In general, foot care specialists group orthotics into the following categories:
Functional orthotics are designed to support abnormal foot biomechanics. These devices, which often are made of supportive plastic polymer materials, prevent abnormal foot pronation (flattening of the arch) and reduce the impact load from the ground (shock absorption) while walking or running. Functional orthotics allow the foot to become a mobile adapter and a rigid lever. They support the rear foot or subtaylor joints, as well as the midfoot or midtarsal joints. This support stabilizes the foot and can help prevent repetitive overuse injuries. Functional orthotics are used to correct many foot deformities.
Accommodative orthotics typically feature a soft supportive device that is designed to relieve mild foot pain and correct minor foot problems. These devices often are used to correct biomechanical walking problems in young children. Accommodative orthotics include include splints, gait plates, and night bars (devices used to hold a child's feet and legs at a proper angle while sleeping) that promote corrective adjustment for excessive toe-in or toe-out walking. Braces may be used in infants to correct foot, leg, or hip abnormalities (e.g., metatarsus adductus, internal or external hip rotation problems).

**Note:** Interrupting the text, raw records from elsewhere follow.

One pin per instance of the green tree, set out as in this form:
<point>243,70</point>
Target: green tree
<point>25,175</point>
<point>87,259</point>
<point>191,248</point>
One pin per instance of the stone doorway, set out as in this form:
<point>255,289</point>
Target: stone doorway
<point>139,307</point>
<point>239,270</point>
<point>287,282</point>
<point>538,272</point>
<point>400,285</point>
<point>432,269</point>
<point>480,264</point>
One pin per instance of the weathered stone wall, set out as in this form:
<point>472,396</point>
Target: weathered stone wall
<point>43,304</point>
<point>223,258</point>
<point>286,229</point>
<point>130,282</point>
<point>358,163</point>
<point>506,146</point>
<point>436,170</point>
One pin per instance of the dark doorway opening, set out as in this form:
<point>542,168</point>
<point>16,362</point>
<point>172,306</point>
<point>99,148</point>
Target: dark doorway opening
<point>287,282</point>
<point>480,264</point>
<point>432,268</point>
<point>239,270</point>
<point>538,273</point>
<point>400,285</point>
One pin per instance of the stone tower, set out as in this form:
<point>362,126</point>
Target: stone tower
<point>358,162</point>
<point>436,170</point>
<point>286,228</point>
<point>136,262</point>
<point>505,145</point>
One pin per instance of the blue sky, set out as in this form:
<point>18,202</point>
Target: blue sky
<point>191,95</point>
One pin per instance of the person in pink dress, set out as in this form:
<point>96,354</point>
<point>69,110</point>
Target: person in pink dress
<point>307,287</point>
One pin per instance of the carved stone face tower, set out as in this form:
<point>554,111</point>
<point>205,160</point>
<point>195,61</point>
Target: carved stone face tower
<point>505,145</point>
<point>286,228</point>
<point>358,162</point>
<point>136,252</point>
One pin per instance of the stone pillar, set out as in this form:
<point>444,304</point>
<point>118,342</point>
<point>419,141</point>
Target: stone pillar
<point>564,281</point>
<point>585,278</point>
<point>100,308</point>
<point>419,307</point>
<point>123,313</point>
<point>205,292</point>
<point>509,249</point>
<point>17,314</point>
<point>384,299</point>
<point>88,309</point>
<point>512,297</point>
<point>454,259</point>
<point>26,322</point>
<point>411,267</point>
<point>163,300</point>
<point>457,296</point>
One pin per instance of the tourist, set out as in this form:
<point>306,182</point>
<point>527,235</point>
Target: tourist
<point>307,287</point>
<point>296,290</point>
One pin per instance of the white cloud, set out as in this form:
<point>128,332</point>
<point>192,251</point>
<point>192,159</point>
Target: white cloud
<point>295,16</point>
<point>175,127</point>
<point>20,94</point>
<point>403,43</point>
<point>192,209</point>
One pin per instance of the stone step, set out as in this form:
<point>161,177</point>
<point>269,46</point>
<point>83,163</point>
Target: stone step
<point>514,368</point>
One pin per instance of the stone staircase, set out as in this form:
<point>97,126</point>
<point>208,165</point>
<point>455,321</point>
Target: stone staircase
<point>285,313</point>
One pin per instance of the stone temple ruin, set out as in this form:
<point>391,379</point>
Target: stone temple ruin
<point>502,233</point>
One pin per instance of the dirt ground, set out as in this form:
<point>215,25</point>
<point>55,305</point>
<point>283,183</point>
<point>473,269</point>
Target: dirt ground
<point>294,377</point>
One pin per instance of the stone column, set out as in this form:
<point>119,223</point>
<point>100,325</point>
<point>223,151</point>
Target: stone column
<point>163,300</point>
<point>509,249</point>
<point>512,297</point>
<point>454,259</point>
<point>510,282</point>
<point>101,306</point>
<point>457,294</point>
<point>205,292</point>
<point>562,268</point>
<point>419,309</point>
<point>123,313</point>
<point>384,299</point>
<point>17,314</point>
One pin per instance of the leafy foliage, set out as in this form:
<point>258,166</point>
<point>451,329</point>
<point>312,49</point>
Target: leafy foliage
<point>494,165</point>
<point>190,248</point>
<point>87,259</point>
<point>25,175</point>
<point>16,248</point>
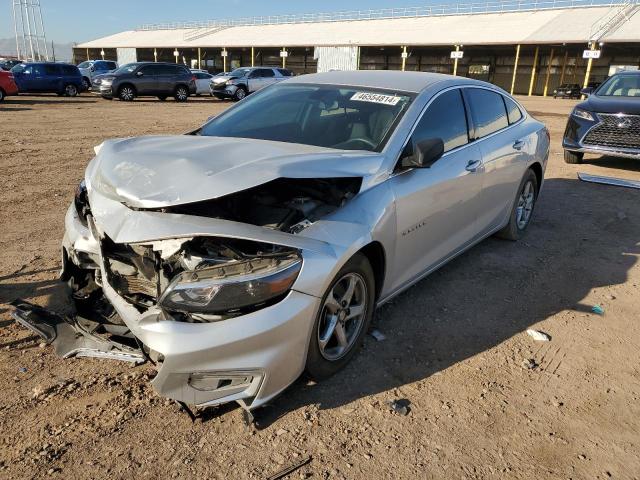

Almost anyone, from children to adults, can benefit from orthotics. Orthotics can alleviate many common foot problems that cause pain and discomfort in otherwise healthy people. Orthotic devices adjust problems that can impair physical function. A physician performs a complete examination and then prescribes the proper amount of correction.
There are several common symptoms that may indicate misalignment of the feet. These signs and symptoms include the following:
Abnormal shoe wear (e.g., one side of the sole of the shoe wears out faster than the other)
Chronic heel (e.g., plantar fasciitis), knee, or low back pain
Frequent ankle sprains
Gait abnormalities (e.g., feet point inward or excessively outward during walking)
Shin pain (e.g., shin splints)
The feet should not hurt and pain indicates that something is wrong. If foot pain is not properly treated, the condition causing it may worsen. A properly designed orthotic controls how the foot strikes the ground, absorbs shock, and reduces stress in the foot. Orthotics provide patients with the support, stability, cushioning, and alignment necessary to keep the feet, ankles, and lower body comfortable, healthy, and pain-free.